Accordingly, we briefly summarize the key insights from this study. First, the use of theoretical lenses (both the frequently used theories in IS and the native IS theories) is recommended to develop theory-informed simulation models. There is a choice to opt for a comprehensive multi-theoretic foundation in simulation model development versus a more parsimonious use of theory. The multi-theoretic approach is particularly well-suited for deductively establishing epistemic credibility in complex simulation models, whereas the parsimonious approach generally relies on inductive arguments based on empirical observations. Second, some simulation techniques require a comprehensive coverage of system components to account for the socio-technical nature of IS phenomena, while other simulation techniques can more easily isolate and focus on specific components. Simulations that aim to provide mechanism-based explanations are required to detail hidden causal mechanisms in the simulation models. In contrast, simulations that remain epistemically opaque in their operation, e.g., artificial neural networks, allow to hide away these details. Third, IS scholars should consciously and purposefully employ different validation techniques to ensure the reliability and validity of obtained simulation results. We find that a clear inductive or deductive approach is only rarely possible. Instead, simulations generally must be validated by using multiple, complementary, deductive and inductive techniques, which counteract the loss of credit due to the different epistemic inferences made in the simulation process. Fourth, the choice of simulation techniques by IS scholars should be in line with the intended type of theorization in the given study. Criticizing extant theory or proving novel theory necessitates coherent and intelligible inferences in modeling decisions (e.g., in analytical simulation models). In contrast, emergent and epistemically opaque simulations (e.g., agent-based simulations) offer a potential discover new phenomena and explore the underlying mechanisms.

Finally, we want to discuss two important limitations of this research. First, and most notably, this research is inevitably selective in discussing related topics as well as limited in the depth of discussions due to the breadth of the investigated subject. For each single simulation technique, there exists a wealth of published knowledge and often we only scratch the surface in this paper. While we try to provide pointers to further information for readers, well-versed experts in a specific simulation technique will most likely have a deeper understanding of the corresponding intricacies than we present in this analysis.

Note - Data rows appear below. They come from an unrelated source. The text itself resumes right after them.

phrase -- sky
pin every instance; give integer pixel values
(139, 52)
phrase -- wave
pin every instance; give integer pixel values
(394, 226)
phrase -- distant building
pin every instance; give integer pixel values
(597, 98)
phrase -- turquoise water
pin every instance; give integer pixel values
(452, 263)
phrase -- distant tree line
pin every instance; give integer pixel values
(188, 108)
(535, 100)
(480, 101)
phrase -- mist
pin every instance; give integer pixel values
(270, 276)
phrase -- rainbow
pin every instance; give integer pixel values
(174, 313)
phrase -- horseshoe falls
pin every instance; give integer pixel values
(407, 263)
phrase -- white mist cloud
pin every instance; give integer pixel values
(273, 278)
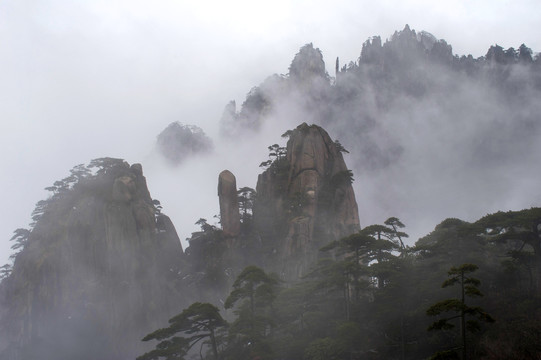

Furthermore, a literature review is methodologically limited to an investigation of the status quo of a phenomenon, since it only considers previously published research. However, analyzing and critically examining the results of our literature review in the context of ongoing discussions in the philosophy of science allows us to not only summarize prior research, but also to critically examine the contributions and to provide additional explanations for the observed patterns in the reviewed papers (Rowe 2014). Consequently, by studying a representative sample of simulation-based research in IS, we can use the tacit knowledge of experienced simulation researchers to facilitate future simulation-based IS studies for less experienced scholars.